Storage, Replication, and Backups
September 20, 2019
Database
This is the fourth post of my series on hyperconverged infrastructure (HCI) architectural design and decision-making. For my money, the differences between these diverse systems is a function of the storage involved in the design. On the compute side, these environments use x86 and a hypervisor to create a cluster of hosts to support a virtual machine environment. Beyond some nuances in the hardware-based models, networking tends toward a similar approach in each. But often, the storage infrastructure is a differentiator.
Back in 2008, LeftHand Networks (later acquired by HPE) introduced the concept of a virtual storage appliance. In this model, the storage would reside within the ESX servers in the cluster, become aggregated as a virtual iSCSI SAN, and allow for redundancy through the nodes. Should an ESX host crash, with the standard function of the VMs rebooting on a different host in the cluster, the storage would allow for consistency regardless. By today’s standards, it’s not at all inelegant, but lacks some of the functionality of, for example, vSAN. VMware vSAN follows a similar model, but can also incorporate deduplication, hybrid or all solid-state disc, and compression. To me, vSAN used in vSAN-ready nodes, also a component of Dell/EMC VxRail product, is a modernized version of what LeftHand brought to the table some 11 years ago. It’s a great model and eliminates the need for a company to build a virtualized infrastructure to purchase a more traditional SAN/NAS infrastructure to connect the virtualized environment. Cost savings and management make this more cost-effective.
Other companies in the space have leveraged the server-based storage model. The two that spring most rapidly to mind are Nutanix and Simplivity, who have built solutions based on packaged single SKUed boxes built around a similar model. Of course, the way to manage the environments are different, but support the goal of managing a virtual landscape with some aspects of differentiation (Nutanix supports their hypervisor, Acropolis, which nobody else does). From a hardware perspective, the concept of packaged equipment sized to manage a particular environment is practically the same: x86 servers run the hypervisor, with storage internal to each node of the cluster.

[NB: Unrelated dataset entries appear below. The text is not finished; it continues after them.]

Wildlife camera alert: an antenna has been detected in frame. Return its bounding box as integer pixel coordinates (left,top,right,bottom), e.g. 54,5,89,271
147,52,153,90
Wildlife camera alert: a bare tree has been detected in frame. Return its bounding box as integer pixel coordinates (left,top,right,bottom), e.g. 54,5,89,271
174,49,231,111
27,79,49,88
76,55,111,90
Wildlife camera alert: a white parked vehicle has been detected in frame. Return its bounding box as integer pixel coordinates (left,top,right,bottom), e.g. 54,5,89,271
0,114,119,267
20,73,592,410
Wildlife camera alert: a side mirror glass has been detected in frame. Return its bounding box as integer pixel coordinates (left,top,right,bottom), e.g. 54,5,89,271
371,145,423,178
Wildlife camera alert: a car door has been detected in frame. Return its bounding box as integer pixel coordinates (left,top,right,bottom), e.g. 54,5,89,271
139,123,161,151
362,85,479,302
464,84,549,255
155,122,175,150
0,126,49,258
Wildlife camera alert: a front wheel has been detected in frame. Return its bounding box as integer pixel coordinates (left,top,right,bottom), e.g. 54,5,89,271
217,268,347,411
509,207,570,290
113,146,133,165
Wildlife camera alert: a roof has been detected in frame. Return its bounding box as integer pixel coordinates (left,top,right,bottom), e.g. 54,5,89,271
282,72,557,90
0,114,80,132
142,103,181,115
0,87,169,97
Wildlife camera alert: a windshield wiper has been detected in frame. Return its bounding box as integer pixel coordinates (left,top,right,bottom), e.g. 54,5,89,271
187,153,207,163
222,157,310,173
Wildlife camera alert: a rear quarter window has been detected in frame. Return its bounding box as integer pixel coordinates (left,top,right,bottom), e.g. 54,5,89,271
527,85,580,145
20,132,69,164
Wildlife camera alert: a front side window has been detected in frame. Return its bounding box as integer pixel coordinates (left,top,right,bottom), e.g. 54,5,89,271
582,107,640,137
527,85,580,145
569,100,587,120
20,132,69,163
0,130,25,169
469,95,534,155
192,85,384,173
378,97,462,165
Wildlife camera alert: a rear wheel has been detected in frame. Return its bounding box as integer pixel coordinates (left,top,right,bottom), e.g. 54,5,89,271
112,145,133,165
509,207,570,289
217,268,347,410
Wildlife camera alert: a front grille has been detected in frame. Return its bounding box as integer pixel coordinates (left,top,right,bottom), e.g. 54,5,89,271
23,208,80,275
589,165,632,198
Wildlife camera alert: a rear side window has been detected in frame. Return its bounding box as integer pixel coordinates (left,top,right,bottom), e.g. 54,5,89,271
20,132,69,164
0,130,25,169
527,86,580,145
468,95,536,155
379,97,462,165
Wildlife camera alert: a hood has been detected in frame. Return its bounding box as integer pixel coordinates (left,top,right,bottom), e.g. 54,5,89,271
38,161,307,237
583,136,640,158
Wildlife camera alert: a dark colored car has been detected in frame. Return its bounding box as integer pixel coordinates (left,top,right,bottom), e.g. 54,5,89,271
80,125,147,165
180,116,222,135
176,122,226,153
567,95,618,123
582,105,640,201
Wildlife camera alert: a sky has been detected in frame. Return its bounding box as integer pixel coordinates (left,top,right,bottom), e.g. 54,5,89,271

I’ve talked previously about some of the scalability issues that may or may not affect end users, so I won’t go deeper into it here. Feel free to check out some of my previous posts about cluster scalability issues causing consternation about growth.
But storage issues are still key, regardless of the platform you choose. I believe it’s one of only two or three issues of primary concern. While compression, deduplication, and the efficiency of how SSD is incorporated are key to using storage, there’s more. One of the keys to backing up the data in a major use-case for HCI, the hub-and-spoke approach in which the HCI sits on the periphery and a more centralized data center resides as the hub, is the replication of all changed data from the remote to the hub, with storage awareness.
I feel many of the implementations I’ve been part of have had the HCI as ROBO (remote office/back office), VDI, or a key application role and require a forward-thinking approach to the backup of these datasets. If you, as the decision-maker, value that piece as well, look at how the new infrastructure would handle the data and be able to replicate it (hopefully with no performance impact to the system) so all data is easily recoverable.
When I enter these conversations, if the customer doesn’t concern themselves with backup or security from the ground-up, mistakes are being made. I try to emphasize this is likely the key consideration from the beginning.